Jonathon M. Singer -- Chief Financial and Administrative Officer

Yeah. So as you indicated, we'll have somewhere between $175 million and $200 million in cash on the balance sheet upon the close of the transaction. Our primary focus is to evaluate the investment necessary to support the growth, both through the internal and external development. We continue to be focused on differentiation and scale as critical to the long-term success of the Spine business. And as we did with the Zyga and coflex acquisition, to the extent that there are products out there that are developed on market that we think complement the strategy, we'll continue to evaluate them as we go forward. So I think the priority is positioning the business, both in the short term and long term to achieve the double-digit growth that we outlined. And that's really going to be the priority as we evaluate cash needs of the business going forward.

Craig Bijou -- Cantor Fitzgerald -- Analyst

Great. Thanks for taking the questions guys, and congrats again.

Camille I. Farhat -- President and Chief Executive Officer

Thank you very much, Craig.

Operator

Thank you. And our next question comes from Lee Cooperman with Omega Family Office. Your line is open.

Lee Cooperman -- Omega Family Office -- Analyst

Thank you. I have three questions, if I could just put them out here and you can handle them in anywhere you like. Roughly what is the cash flow characteristics of RemainCo? Is that a business that's going to generate cash or use cash, number one? Number two, really to get more granularity on the other questioner's question, any company can use their cash flow to either acquire, pay dividends, spend on capex or stock repurchase, how would you prioritize these different uses of cash in terms of going forward, dividends, acquisitions, capex, stock repurchase?

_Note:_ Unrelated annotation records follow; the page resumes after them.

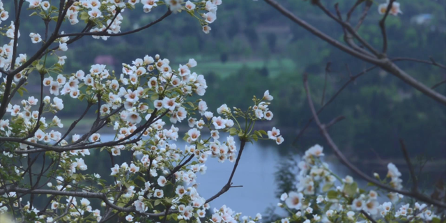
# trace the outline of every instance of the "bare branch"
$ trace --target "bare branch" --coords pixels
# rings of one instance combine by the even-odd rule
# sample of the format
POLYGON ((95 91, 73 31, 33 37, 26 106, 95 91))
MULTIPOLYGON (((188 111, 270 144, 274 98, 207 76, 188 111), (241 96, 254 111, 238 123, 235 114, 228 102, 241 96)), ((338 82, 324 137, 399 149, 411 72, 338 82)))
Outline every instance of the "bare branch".
MULTIPOLYGON (((322 112, 322 111, 323 111, 323 109, 327 107, 327 105, 330 105, 332 102, 333 102, 334 100, 334 99, 341 93, 341 92, 342 92, 342 91, 344 91, 344 89, 347 87, 347 86, 348 84, 350 84, 350 83, 355 82, 355 80, 358 78, 359 77, 362 76, 362 75, 366 74, 367 72, 376 68, 377 66, 373 66, 371 68, 369 68, 367 69, 365 69, 364 71, 360 72, 359 74, 355 75, 355 76, 351 76, 351 74, 349 73, 350 75, 350 79, 346 82, 345 84, 344 84, 344 85, 334 93, 334 95, 325 104, 323 105, 323 106, 322 106, 319 110, 318 110, 317 114, 321 114, 321 112, 322 112)), ((348 72, 350 72, 350 70, 348 70, 348 72)), ((295 146, 295 144, 298 142, 298 140, 299 139, 299 138, 300 138, 300 137, 304 134, 304 132, 305 132, 305 130, 307 130, 307 128, 308 128, 308 127, 309 126, 309 124, 312 123, 312 122, 314 120, 314 118, 312 116, 311 118, 309 118, 308 119, 308 121, 307 121, 307 123, 305 124, 305 125, 304 126, 304 128, 302 129, 302 130, 300 130, 300 132, 299 132, 299 133, 298 134, 298 135, 295 137, 295 138, 294 139, 294 140, 293 141, 293 145, 295 146)))
POLYGON ((410 172, 410 178, 413 181, 413 192, 417 192, 418 190, 418 183, 417 182, 417 176, 415 175, 415 171, 413 170, 413 166, 412 165, 412 162, 410 162, 410 157, 409 157, 409 154, 406 148, 406 145, 404 144, 404 141, 403 139, 399 139, 399 144, 401 144, 401 151, 403 151, 403 154, 404 154, 404 159, 406 159, 406 162, 407 165, 409 167, 409 171, 410 172))
POLYGON ((387 8, 385 10, 384 16, 381 20, 379 21, 379 26, 381 29, 381 33, 383 34, 383 54, 385 54, 387 51, 387 34, 385 31, 385 19, 387 19, 390 10, 392 10, 392 6, 393 5, 394 1, 395 1, 395 0, 390 0, 389 1, 389 5, 387 6, 387 8))
POLYGON ((440 85, 442 85, 442 84, 445 84, 445 83, 446 83, 446 79, 444 79, 444 80, 443 80, 443 81, 441 81, 441 82, 438 82, 438 83, 436 84, 435 84, 435 85, 433 85, 432 87, 431 87, 431 89, 436 89, 438 86, 440 86, 440 85))
POLYGON ((446 203, 437 200, 432 199, 424 194, 418 193, 417 192, 408 192, 406 190, 401 190, 395 189, 390 185, 383 184, 380 182, 376 180, 374 178, 371 177, 367 174, 364 174, 361 170, 360 170, 357 167, 356 167, 355 165, 351 164, 350 161, 348 161, 348 159, 347 159, 344 155, 342 152, 341 152, 341 151, 339 149, 339 148, 337 147, 334 141, 333 141, 331 137, 327 132, 325 125, 322 123, 321 123, 321 121, 319 120, 319 118, 318 117, 318 115, 316 112, 316 109, 314 109, 314 105, 313 105, 313 101, 311 98, 309 89, 308 87, 308 77, 306 74, 304 75, 304 86, 305 88, 305 92, 307 93, 308 104, 310 107, 312 113, 313 114, 313 116, 314 117, 314 120, 317 123, 318 126, 319 127, 319 129, 321 130, 322 135, 324 137, 324 138, 330 145, 330 147, 331 147, 333 149, 333 151, 334 152, 334 154, 336 155, 336 156, 341 160, 341 162, 344 165, 346 165, 348 169, 350 169, 351 171, 357 174, 358 176, 360 176, 364 180, 371 183, 374 185, 378 187, 380 187, 382 189, 386 190, 390 192, 393 192, 401 194, 403 195, 408 196, 414 199, 418 199, 420 201, 422 201, 423 202, 435 205, 436 206, 438 206, 443 208, 446 208, 446 203))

And finally, I'm just out of [Phonetic] curiosity, will this transaction result in a gain or loss upon at closing? Thank you very much and congratulations.

Jonathon M. Singer -- Chief Financial and Administrative Officer

Thank you. So in the short term, the business will be a cash user in 2020. Particularly as we separate and make the investments necessary for it to be a stand-alone business, we'll provide detailed guidance around the profile as we complete the planning on the separation and get closer to the close.

You outlined -- as we indicated, we're evaluating the capital structure of the business and we'll go through that evaluation in conjunction with the finalization of the cash needs as a result of the separation. And I think we'll have a better answer for you on that question in conjunction with close. And then what was the third question?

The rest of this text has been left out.